Especially before he met the daughter of the house.

Now his feet wouldn’t move.

And he had the strangest sensation as he stared at the vision before him—part of him still felt like he was in the air, his whole body vibrating from the engine, but another part felt completely and irrevocably and inexplicably fixed in position as if his feet had always been planted there before her.

His heart, already galloping from the touch-and-go flight, stilled as if taking a deep breath, and then sped up again as if it had run the whole way from Plymouth, England.

At first all he’d seen was hair—dark and curly and wild—though disguised in a fetching and demure pile on her head. It gave all the appearance of barely constrained energy, as if all he need do was pop the hat off her head for it to come alive in his hands.

But it was her eyes that had him imitating a tree trunk, vibrating in place. Cinnamon-colored and flecked with gold, they sparked with intelligence and humor.

I welcome all comments, even constructive crits. To join in the fun and see the other wonderful writers, go to Weekend Writing Warriors! Thanks for stopping by!
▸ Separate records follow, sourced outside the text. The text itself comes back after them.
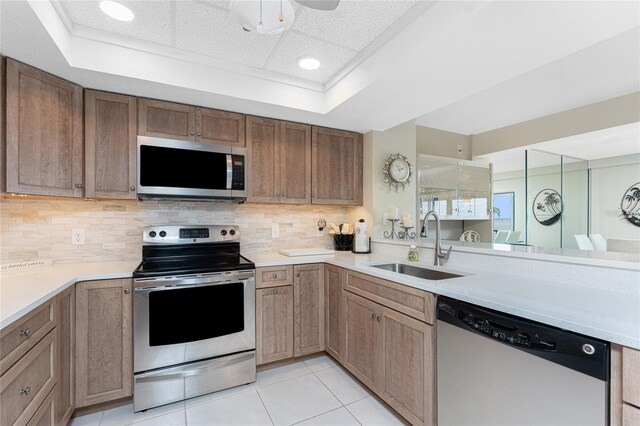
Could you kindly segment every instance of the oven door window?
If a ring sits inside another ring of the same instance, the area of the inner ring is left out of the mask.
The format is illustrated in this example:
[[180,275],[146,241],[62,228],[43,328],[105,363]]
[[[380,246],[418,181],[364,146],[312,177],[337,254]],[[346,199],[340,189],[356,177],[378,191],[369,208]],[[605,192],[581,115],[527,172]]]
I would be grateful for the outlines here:
[[244,284],[149,293],[149,346],[174,345],[244,330]]
[[227,154],[142,145],[140,185],[228,189]]

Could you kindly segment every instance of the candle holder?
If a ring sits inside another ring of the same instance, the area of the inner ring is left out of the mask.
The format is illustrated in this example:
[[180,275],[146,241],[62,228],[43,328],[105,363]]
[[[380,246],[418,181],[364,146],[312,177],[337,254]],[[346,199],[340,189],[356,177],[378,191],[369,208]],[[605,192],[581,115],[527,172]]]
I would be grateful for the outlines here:
[[402,240],[413,240],[416,237],[415,232],[411,232],[413,226],[401,226],[404,231],[398,231],[398,238]]
[[[391,222],[391,232],[388,231],[384,231],[384,237],[385,238],[391,238],[392,240],[394,238],[400,238],[399,234],[396,234],[396,222],[400,222],[400,219],[387,219],[389,222]],[[402,231],[400,231],[402,232]]]

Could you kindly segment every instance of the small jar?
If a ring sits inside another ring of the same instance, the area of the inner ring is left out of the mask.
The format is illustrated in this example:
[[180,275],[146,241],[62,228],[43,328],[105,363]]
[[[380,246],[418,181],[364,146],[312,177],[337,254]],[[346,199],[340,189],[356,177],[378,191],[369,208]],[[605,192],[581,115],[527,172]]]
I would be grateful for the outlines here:
[[411,247],[409,247],[409,261],[417,262],[418,259],[419,259],[418,249],[416,248],[415,244],[411,244]]

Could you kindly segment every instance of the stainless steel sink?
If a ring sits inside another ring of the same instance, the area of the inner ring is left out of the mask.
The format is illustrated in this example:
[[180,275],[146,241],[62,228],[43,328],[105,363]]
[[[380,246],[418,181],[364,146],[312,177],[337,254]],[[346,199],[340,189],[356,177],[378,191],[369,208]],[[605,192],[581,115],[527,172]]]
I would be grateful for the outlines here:
[[371,265],[374,268],[385,271],[397,272],[398,274],[411,275],[412,277],[425,280],[448,280],[458,278],[462,275],[450,274],[448,272],[434,271],[433,269],[420,268],[419,266],[406,265],[404,263],[385,263],[383,265]]

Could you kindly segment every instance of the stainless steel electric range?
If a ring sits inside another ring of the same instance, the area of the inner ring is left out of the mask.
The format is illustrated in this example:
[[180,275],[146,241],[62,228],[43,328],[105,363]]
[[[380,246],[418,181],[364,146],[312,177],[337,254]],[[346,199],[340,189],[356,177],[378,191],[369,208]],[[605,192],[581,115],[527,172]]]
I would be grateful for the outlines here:
[[255,265],[234,225],[144,228],[133,274],[134,411],[254,382]]

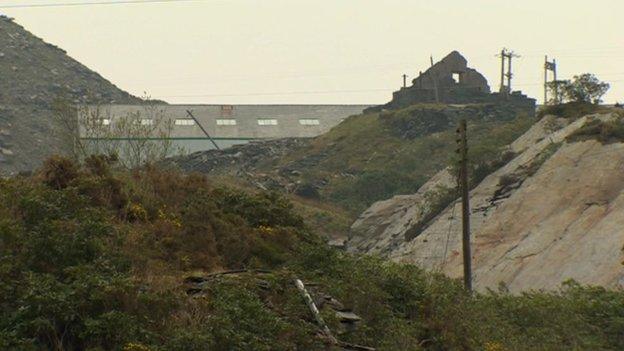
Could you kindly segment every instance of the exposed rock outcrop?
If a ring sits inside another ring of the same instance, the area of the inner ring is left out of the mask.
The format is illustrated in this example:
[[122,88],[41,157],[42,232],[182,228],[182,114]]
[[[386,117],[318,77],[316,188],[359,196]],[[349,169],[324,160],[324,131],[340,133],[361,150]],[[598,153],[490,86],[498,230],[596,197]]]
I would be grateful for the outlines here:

I’ll be hanging out Friday and Saturday for the RT Book Convention, though not officially. Let me know if you’ll be there too!

17 Replies to “Weekend Writing Warriors – 5/11/14”

  1. So good to see you back on the writing memes, Angela! Very nice imagery, and I see why he’s captured by her presence. My only bit was in the first paragraph where you use two ands: ‘another part felt completely and irrevocably and inexplicably fixed’. I know that this is already published, but I felt that maybe you could use a comma after the first adverb then and for the third. Just for future reference. Anyways, good snippet!

    1. Actually, it’s not published yet! I was actually using a rhetorical device there (polysyndeton) to try and emphasize how much she affects him but if others trip up on that too I might have to rethink it. Thanks for your input!

  2. Loved this (I do have to agree with Frank on the three “ly” words connected by and). The language is gorgeous and I get that he’s totally flummoxed by her. Can’t wait for more, excellent excerpt!

  3. I enjoyed his first glimpse of her and his over-the-top response. I followed this story before. Great seeing more of it in development.

  4. Lovely excerpt, Angela. Vivid and emotional, just enough detail. I agree about the “and”s, but it’s a small bump for me and would certainly not make me stop reading. I’ve been wondering how your progress on this is coming along.